AKA: Nisbet Mansion, Evansville, IN
Structure Type: built works - dwellings - houses
Designers: Reid Brothers, Architects (firm); James William Reid (architect); Merritt Jonathan Reid (architect)
Dates: constructed 1878-1879
3 stories
Overview
The Reid Brothers, Architects, completed this elaborate, three-story, Second Empire style residence for a successful Evansville dry goods merchant, Watkins F. Nisbet. The Reid Brothers would later transplant their successful practice to CA.
Building History
Watkins F. Nisbet (1825-1886), a local merchant in the Mackey-Nisbet Dry Goods Company, a wholesale dry goods business, lived here with his wife, 8 of his 10 offspring and three servants. Nisbet originally contracted for a house design with Henry Boyd and Henry Brickley, Architects, for whom brothers James and Merritt Reid worked. When Boyd and Brickley closed their office, the Reid Brothers stepped in to complete their commissions.

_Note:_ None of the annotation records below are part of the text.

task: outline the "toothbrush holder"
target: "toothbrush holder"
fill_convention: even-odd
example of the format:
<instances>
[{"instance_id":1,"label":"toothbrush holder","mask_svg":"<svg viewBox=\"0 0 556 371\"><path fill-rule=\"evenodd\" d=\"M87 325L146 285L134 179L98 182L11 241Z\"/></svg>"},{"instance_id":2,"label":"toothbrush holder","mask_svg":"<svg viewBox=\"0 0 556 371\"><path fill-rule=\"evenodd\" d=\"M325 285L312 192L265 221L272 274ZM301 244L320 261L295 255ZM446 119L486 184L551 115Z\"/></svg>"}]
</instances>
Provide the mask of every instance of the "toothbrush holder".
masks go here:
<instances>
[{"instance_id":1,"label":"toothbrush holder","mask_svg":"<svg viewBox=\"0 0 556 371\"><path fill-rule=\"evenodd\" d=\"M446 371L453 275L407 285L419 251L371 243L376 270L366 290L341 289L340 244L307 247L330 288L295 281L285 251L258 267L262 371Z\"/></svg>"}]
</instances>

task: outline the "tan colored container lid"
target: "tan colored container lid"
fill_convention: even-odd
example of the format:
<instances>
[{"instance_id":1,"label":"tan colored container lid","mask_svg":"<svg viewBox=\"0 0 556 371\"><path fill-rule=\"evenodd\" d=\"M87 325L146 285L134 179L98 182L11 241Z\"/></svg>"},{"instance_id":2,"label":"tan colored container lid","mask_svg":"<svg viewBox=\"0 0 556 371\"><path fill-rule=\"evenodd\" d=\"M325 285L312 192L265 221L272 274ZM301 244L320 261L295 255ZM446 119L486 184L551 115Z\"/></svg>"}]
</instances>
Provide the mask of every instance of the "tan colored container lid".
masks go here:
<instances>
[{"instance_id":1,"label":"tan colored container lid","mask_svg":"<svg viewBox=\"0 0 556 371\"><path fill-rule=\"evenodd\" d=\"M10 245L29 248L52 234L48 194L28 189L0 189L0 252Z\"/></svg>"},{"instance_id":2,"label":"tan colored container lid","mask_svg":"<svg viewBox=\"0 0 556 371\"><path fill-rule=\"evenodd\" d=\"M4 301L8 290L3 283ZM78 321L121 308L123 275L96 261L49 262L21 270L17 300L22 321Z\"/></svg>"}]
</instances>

According to a Facebook.com post by Evansville Historic Homes, a 1880 newspaper article indicated that the New York interior design firm of French and Company coordinated the interior furnishings of the Nisbet House. (Thank you to S.W. Crowley for pointing out this post in an email message to the author, 04/23/2026. See Facebook.com, Evansville Historic Homes, “Nisbet House,” published 03/22/2017, accessed 04/23/2026.)
Building Notes
This 3-story, brick residence dated from 1878-1879 before James W. Reid (1851-1943) left IN for work on the Coronado Hotel, Coronado, CA, in 1886. It was a notable example of the Second Empire Style.